Her katında tarih gizlidir baklavanın. Elinize aldığınızda çıtırtısıyla konuşur, damağınıza değdiğinde bin yıllık bir hikâyeyi fısıldar. Fakat bu kıymetli tatlının geçmişi, bugünkü "incecik yufkaların arasına fıstık ve şeker" formülünden çok daha derindir. Baklava, Orta Asya bozkırlarında bir çadırın gölgesinde başlayıp Osmanlı saray mutfağında kristal tepsilere ulaşan bir yolculuğun adıdır.
Yufkanın Başladığı Yer: Tahılın Türkçesi
Baklavanın şeceresi tahılla başlar; tahılın köküyse göçebe Türklerdir. 11. yüzyılda yazılan Divân-ı Lugâti't-Türk, sadece bir sözlük değil, bir mutfak aynasıdır.
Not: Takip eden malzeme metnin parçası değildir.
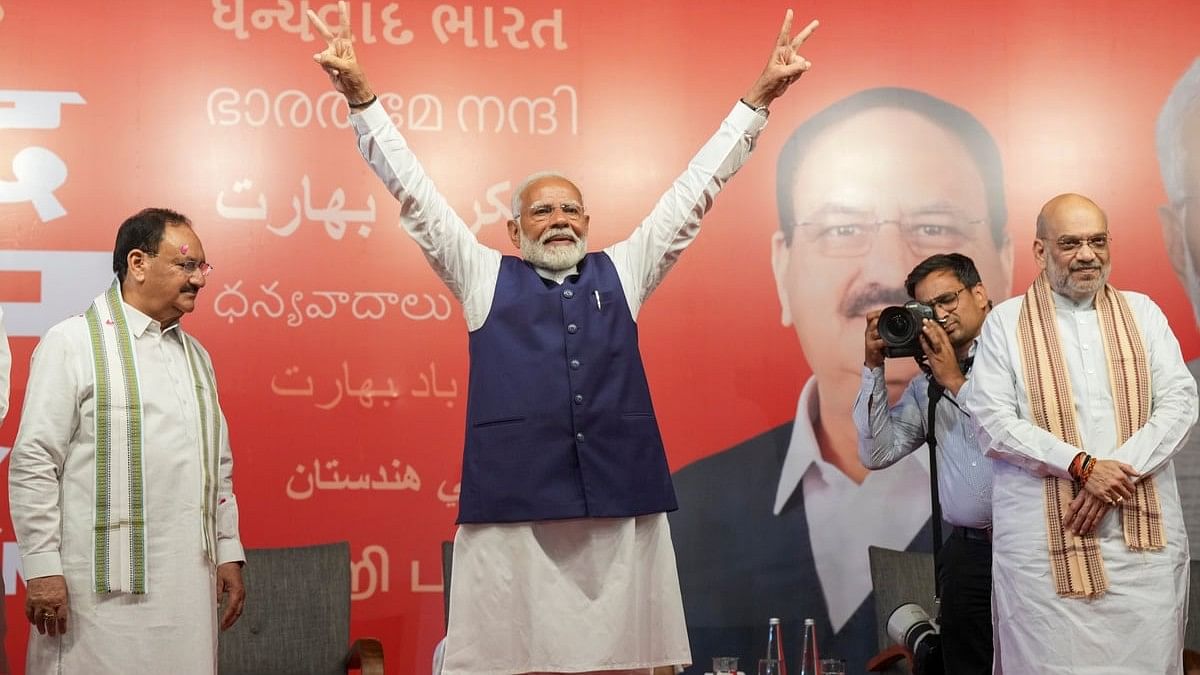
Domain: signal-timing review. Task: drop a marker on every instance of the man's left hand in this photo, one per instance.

Oğuzların buğdaya "aşlık" demesi, bu kutsal tanelerin sofradaki kutsiyetini gösterir. Buğday, diğer tahıllardan farklıdır çünkü içeriğindeki glüten oranı sayesinde "incecik yufka" hâline getirilebilir. Bu ince yufka, ileride baklavaya dönüşecek olan katmerli hamur işlerinin temelidir.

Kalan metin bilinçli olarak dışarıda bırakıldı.